Chimeric antigen receptor (CAR) T-cell immunotherapy is another effective immunotherapy. Clinical trials showed that CAR-T therapy can achieve positive results in end-stage patients with acute lymphoblastic leukemia (ALL), and its complete recovery rate was as high as 92%. The combination of CAR-T therapy with PD-1 inhibitors has also been considered to enhance the therapeutic effect, especially in hematological cancers.
- Further research
The expression of PD-L1 will be modified in the tumor microenvironment. For example, VEGF can down-regulate the expression of PD-L1, while TNF-α and IFN-γ can up-regulate the expression of PD-L1 in tumors, so immunohistochemistry examination is very necessary. At present, there is no precise standard to define the positive of PD-L1 by immunohistochemistry. Due to the heterogeneous expression between or within tumor lesions, it may cause misreading.
Genomic methods are also exciting strategies to predict immunotherapy response or drug resistance. Single cell sequencing technology also contributes to the effectiveness of anti-cancer immunotherapy. The development of radioactive tracers for activated T cells is also ongoing, and new immunotherapies for a wider range of inhibitory receptors, such as TIM-3, LAG-3, B- and T-lymphocyte attenuator (BTLA) receptors, are also being explored.

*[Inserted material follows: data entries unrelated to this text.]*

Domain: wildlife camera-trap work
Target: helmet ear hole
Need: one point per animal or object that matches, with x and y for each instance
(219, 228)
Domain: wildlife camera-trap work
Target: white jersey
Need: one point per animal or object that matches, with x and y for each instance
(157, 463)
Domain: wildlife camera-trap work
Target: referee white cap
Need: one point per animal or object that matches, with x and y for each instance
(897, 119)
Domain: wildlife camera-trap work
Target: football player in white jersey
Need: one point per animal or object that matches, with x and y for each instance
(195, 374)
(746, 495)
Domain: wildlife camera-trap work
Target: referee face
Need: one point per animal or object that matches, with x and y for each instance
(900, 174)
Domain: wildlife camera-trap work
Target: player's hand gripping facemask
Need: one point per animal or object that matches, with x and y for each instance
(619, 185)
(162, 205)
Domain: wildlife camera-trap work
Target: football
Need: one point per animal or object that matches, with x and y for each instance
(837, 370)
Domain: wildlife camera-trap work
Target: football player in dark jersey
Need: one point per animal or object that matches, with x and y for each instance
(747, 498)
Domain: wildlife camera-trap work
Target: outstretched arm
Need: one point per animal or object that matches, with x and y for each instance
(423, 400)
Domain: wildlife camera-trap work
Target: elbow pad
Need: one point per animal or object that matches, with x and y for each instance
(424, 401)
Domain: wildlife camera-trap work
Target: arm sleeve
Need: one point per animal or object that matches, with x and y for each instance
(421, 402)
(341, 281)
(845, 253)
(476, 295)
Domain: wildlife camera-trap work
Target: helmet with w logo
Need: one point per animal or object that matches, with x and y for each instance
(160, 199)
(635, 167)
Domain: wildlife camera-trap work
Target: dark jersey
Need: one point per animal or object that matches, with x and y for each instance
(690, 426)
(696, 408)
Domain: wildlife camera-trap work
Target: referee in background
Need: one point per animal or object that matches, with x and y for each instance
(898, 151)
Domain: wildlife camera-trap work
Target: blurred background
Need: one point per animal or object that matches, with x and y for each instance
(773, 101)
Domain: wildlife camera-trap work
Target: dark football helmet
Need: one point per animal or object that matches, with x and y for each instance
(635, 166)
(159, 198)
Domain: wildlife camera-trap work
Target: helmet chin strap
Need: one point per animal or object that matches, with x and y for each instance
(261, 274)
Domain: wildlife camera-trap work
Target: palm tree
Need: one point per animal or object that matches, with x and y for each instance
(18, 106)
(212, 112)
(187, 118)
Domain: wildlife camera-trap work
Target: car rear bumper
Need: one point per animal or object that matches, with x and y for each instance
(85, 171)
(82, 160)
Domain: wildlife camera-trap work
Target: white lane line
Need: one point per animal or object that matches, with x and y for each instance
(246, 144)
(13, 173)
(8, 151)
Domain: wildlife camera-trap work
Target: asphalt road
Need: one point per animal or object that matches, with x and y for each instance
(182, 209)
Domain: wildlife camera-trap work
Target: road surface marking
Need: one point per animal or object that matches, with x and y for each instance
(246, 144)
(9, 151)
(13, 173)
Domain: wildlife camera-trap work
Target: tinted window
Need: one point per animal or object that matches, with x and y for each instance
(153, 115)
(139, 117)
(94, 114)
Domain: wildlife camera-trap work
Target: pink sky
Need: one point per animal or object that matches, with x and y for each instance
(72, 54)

The introduction of PD-1/L1 blocking therapy has shown obvious antitumor effects in the treatment of many different solid and hematological malignancies. This form of immunotherapy is particularly effective in tumors showing high PDL-1/2 expression, MSI, TML and dMMR.
Compared with individual biomarkers, the use of multiple biomarkers may be more effective in predicting response, and the development of new drugs that can block other co inhibitory receptors (such as TIM-3, LAG-3, TIGIT, BTLA and VISTA) should attract more attention in the future. Looking for a new strategy to transform “cold” tumors into “hot” tumors with high T cell infiltration in the tumor microenvironment will provide a more ideal remission rate for PD-1/L1 blocking therapy.
A deeper understanding of the cellular and molecular mechanisms of drug resistance and synergy will help improve the rational design of combined treatment strategies. Identifying more specific biomarkers is crucial, and a lot of researches are still needed to correctly select the cancer most suitable for immunotherapy with PD-1/L-1/2 blockers.